By Park Boram
BUSAN, Oct. 11 (Yonhap) -- A bronze statue of a Korean girl in front of the Japanese Embassy in South Korea stands today as the most salient symbol of a thorny diplomatic issue between the two countries: Japan's wartime sexual enslavement of Korean women.
As a Japanese American who was not well versed on the debate of the former Korean sex slaves, euphemistically called "comfort women," Miki Dezaki set out on what became a three-year filmmaking journey to investigate the highly sensitive historical issue.
"Shusenjo: The Main Battleground of Comfort Women Issue," which premiered in the documentary competition category at the 23rd Busan International Film Festival on Wednesday, is the product of the three years of research. And it became his directorial debut.
The two-hour documentary pits the Japanese right wing's denial of the wartime atrocity against calls for acknowledgement and apology by Japanese left-wing historians, former comfort women victims and Korean activists.
The production was a process of opening his own eyes to the issue, having started the research with little more than the mainstream Japanese media's dissenting perspective.

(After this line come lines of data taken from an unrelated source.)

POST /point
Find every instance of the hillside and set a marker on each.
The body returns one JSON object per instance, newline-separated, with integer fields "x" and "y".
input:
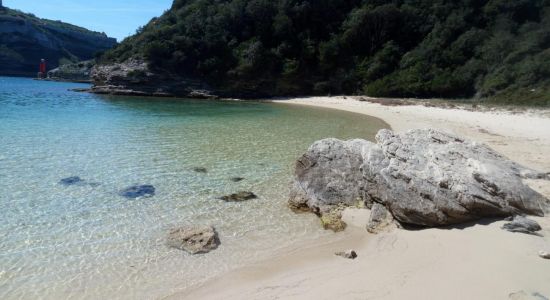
{"x": 25, "y": 39}
{"x": 489, "y": 49}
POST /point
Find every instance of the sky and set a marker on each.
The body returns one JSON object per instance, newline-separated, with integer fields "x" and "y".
{"x": 117, "y": 18}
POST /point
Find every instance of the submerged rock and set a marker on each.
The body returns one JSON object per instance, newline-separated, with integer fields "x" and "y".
{"x": 138, "y": 191}
{"x": 194, "y": 239}
{"x": 332, "y": 220}
{"x": 349, "y": 254}
{"x": 71, "y": 180}
{"x": 422, "y": 177}
{"x": 200, "y": 170}
{"x": 239, "y": 197}
{"x": 522, "y": 225}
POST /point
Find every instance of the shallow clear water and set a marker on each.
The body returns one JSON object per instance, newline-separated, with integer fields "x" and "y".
{"x": 86, "y": 241}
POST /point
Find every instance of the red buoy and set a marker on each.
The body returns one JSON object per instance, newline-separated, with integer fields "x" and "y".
{"x": 42, "y": 73}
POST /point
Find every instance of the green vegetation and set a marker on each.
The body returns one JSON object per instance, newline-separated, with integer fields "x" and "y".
{"x": 26, "y": 39}
{"x": 488, "y": 49}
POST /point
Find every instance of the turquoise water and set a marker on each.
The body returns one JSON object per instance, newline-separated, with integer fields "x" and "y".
{"x": 87, "y": 242}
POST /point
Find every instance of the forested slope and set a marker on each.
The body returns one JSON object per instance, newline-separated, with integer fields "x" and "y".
{"x": 497, "y": 50}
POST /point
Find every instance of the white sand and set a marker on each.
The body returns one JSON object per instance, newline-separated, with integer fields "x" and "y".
{"x": 471, "y": 262}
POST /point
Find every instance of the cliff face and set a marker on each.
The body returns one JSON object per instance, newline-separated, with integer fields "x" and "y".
{"x": 490, "y": 49}
{"x": 25, "y": 39}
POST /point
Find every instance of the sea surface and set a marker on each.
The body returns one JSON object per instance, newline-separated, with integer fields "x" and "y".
{"x": 85, "y": 241}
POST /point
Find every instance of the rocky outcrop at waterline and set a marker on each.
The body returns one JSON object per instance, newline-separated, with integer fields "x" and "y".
{"x": 135, "y": 78}
{"x": 73, "y": 72}
{"x": 421, "y": 177}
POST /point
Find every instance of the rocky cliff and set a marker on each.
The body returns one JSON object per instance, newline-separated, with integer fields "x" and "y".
{"x": 25, "y": 39}
{"x": 75, "y": 72}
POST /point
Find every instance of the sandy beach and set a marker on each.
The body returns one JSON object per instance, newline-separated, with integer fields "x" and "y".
{"x": 473, "y": 261}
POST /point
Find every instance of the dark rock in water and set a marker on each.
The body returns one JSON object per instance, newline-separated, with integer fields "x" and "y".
{"x": 422, "y": 177}
{"x": 71, "y": 180}
{"x": 350, "y": 254}
{"x": 138, "y": 191}
{"x": 522, "y": 225}
{"x": 200, "y": 170}
{"x": 194, "y": 239}
{"x": 239, "y": 197}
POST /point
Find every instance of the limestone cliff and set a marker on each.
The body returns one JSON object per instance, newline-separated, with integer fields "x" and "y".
{"x": 25, "y": 39}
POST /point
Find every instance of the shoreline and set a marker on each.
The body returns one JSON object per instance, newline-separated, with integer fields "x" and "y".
{"x": 476, "y": 261}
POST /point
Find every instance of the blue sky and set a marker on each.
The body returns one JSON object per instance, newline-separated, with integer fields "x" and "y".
{"x": 117, "y": 18}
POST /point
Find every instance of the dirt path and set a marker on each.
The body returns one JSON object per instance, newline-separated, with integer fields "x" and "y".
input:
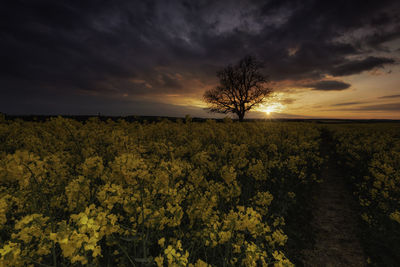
{"x": 334, "y": 221}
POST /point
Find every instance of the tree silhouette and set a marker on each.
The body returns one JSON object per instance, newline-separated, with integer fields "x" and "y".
{"x": 242, "y": 87}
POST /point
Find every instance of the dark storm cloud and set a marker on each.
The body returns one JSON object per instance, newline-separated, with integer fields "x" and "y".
{"x": 50, "y": 49}
{"x": 328, "y": 85}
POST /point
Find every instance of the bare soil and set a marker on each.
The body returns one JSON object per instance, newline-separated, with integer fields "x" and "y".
{"x": 334, "y": 220}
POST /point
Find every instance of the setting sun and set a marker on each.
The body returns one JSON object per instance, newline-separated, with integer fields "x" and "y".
{"x": 271, "y": 108}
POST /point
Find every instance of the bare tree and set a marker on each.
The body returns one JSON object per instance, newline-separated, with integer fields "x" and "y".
{"x": 242, "y": 87}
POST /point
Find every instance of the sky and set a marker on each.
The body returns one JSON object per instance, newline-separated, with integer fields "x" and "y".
{"x": 324, "y": 59}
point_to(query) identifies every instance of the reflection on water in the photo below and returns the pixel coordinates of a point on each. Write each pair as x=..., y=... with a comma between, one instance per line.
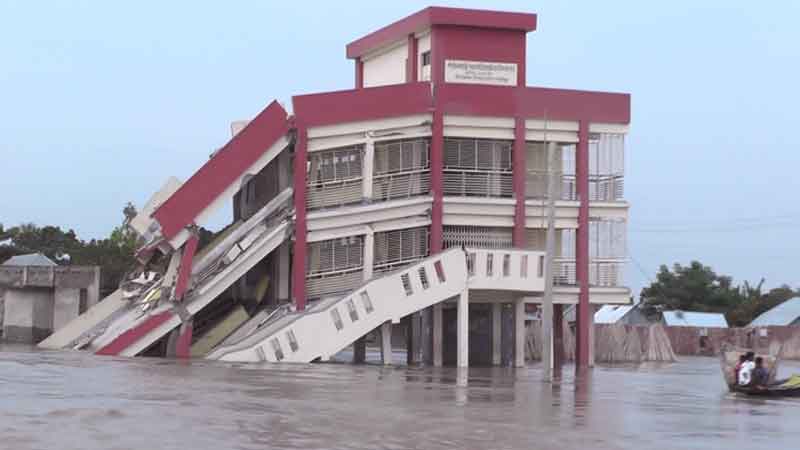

"I do, after researching, think that there is a right and a wrong to this whole thing. You have to look at it in terms of international law and human rights law because you have to have some kind of common ground to stand on," Dezaki said in an interview with Yonhap News Agency on Wednesday on the sidelines of the festival.
The young director also pointed out that Japan was breaking its own domestic law prohibiting the trafficking of women out of the country as his documentary carries the pros and cons of the most contentious points of debate between Korea and the Japanese right wingers, including whether the former comfort women were coercively mobilized, whether the estimated number of 200,000 comfort women victims is valid as well as whether the women were indeed enslaved.
"My conclusion is that Japan, legally speaking, has a legal obligation to apologize and pay reparations ... (although) I don't know if the Japanese government will apologize formally and legally," Dezaki said. "It will be very, very difficult."
"It will take the Japanese people to demand it for that to happen," Dezaki said, adding that that will be possible only if the Japanese people understand the history.
But today's Japanese media subject themselves to "self-censorship" on the comfort women issue so as to not arouse the ire of the government, he said, because "They know what to say and what not to say to not rock the boat in Japan and naturally things like this became right wing."
Such a lack of correct information in Japan is the reason why he stepped in, Dezaki said. Now he wants as many people from Japan and elsewhere as possible to see the film, including Japanese Prime Minister Shinzo Abe.
"Hopefully I can get this out in Korea and Japan in educational broadcast or even theaters or any way I can," he earlier told the audience after the screening of the documentary during the festival. "I don't care about making money off this film. I just want people to see it as much as possible."
His documentary does not stop at the bilateral dispute, but explores its undercurrents -- Japan's growing efforts to militarize itself and erase its wartime wrongdoings -- as well as the United States' under-informed intervention to mediate in the historical issue.
"The right wing in Japan are censoring (information) because they use or erase historical or war memories to basically convince Japanese people that their country is great and that that's worth dying for," Dezaki argued. "Now as more and more Japanese people are forgetting the atrocity and what they did, people are more willing to fight for Japan or die for Japan in a war."
"As an American, I thought it was really important (also) to show this influence Americans had on the comfort women negotiations," Dezaki said, referring to the now dormant comfort women deal signed between South Korea and Japan in 2015.
"It's in their interest to get it over quickly, but (it's) short-sighted. So they are causing more problems by doing that," he said, alluding to some U.S. pressure in the signing of the 2015 Seoul-Tokyo deal, which was later declared flawed by President Moon Jae-in who came to power in 2017.
A theatrical release of the politically explosive film has the potential to provoke a backlash from the Japanese right wing. But he is not afraid of a possible death threat after he heavily meditated on the subject of death during his one-year stint as a Buddhist monk in Thailand before his film career, Dezaki said half-jokingly.